Was lesen eigentlich Buchhändlerinnen und Buchhändler in der Deutschschweiz? Seit 2018 ruft der Schweizer Buchhandels- und Verlags-Verband (SBVV) Buchhändlerinnen und Buchhändler der Deutschschweiz dazu auf, ihr Lieblingsbuch zu wählen. 2026 holt „Botanik des Wahnsinns“ von Leon Engler die meisten Stimmen der Profis.
Die persönliche Empfehlung ist und bleibt das beliebteste Argument für einen Buchkauf. „Botanik des Wahnsinns“, der erste Roman des Theaterautors Leon Engler, wurde zum Überraschungserfolg, weil viele Buchhändlerinnen und Buchhändler das Buch selbst gerne gelesen und es bereits seit vergangenem Herbst ausgiebig besprochen und empfohlen haben.
Als Lieblingsbuch können auf der Website www.daslieblingsbuch.ch sämtliche in deutscher Sprache publizierten Belletristik- und Sachbuch-Neuerscheinungen inklusive Übersetzungen eingereicht werden, die zwischen April des Vorjahres und März des Folgejahres erschienen und in gedruckter Form im Buchhandel erhältlich sind. Aufgrund von Mehrfachnennungen in einer ersten Runde erstellt der Schweizer Buchhandels- und Verlags-Verband SBVV eine Shortlist mit fünf Titeln, für die in der zweiten Runde gestimmt werden kann, stimmberechtigt sind allein aktive Buchhändlerinnen und Buchhändler. Auf der Shortlist 2026 standen zur Auswahl:
- Lázár von Nelio Biedermann (Rowohlt Berlin)

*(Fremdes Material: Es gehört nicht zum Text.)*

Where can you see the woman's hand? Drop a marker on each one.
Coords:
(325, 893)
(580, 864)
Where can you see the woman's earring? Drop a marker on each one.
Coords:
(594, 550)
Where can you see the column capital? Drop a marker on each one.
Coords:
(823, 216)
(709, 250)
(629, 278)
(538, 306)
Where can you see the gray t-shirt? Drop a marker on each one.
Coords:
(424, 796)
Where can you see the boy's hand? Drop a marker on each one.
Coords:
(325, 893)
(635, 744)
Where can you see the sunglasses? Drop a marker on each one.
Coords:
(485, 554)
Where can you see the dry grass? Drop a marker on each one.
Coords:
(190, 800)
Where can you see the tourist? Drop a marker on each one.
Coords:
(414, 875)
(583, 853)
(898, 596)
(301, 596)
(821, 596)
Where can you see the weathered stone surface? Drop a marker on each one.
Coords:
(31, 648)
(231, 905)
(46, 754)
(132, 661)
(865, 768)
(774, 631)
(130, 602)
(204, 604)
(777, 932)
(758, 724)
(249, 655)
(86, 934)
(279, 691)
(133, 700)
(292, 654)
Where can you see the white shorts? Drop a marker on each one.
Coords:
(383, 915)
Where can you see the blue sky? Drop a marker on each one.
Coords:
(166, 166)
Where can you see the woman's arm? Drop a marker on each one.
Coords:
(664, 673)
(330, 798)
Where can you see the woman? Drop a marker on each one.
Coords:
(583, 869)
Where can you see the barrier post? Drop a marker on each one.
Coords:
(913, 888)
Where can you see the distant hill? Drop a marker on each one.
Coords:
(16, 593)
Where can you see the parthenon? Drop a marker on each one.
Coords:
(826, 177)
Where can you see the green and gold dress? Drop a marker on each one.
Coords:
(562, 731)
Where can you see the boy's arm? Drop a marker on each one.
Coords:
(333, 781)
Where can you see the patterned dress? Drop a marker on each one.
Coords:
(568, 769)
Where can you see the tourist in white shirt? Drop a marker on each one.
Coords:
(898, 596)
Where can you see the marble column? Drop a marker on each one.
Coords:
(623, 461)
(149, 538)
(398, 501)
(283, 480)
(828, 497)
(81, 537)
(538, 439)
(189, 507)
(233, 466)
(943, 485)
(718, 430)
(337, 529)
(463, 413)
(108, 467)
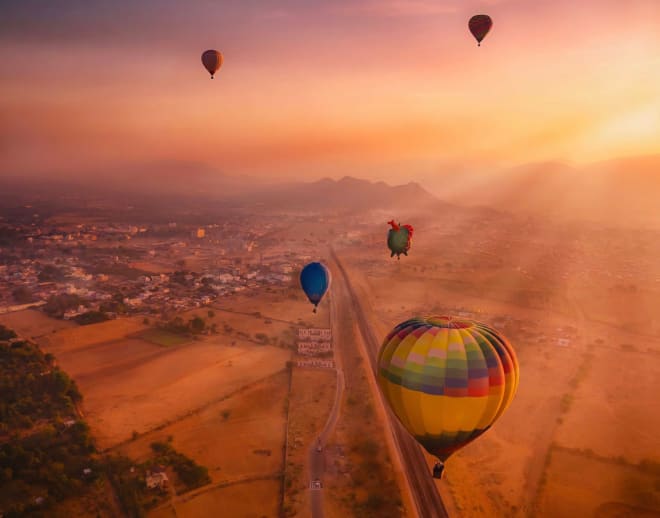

- Himmel ohne Ende von Julia Engelmann (Diogenes)
- Botanik des Wahnsinns von Leon Engler (DuMont)
- Blaues Wunder von Anne Freytag (Kampa)
- Freunde von Eva Kranenburg (Fischer Sauerländer)
Die Aktion «Lieblingsbuch» ist eine Initiative des Schweizer Buchhandels- und Verlags-Verbands SBVV, unterstützt von der Genossenschaft Schweizer Bücherbon. Während der Abstimmung wird zusätzlich eine Lieblingsbuch-Lesung verlost, die 2026 die Buchhandlung LibRomania in Bern gewonnen hat. Details zum Lieblingsbuch-Event werden auf www.libromania.ch publiziert.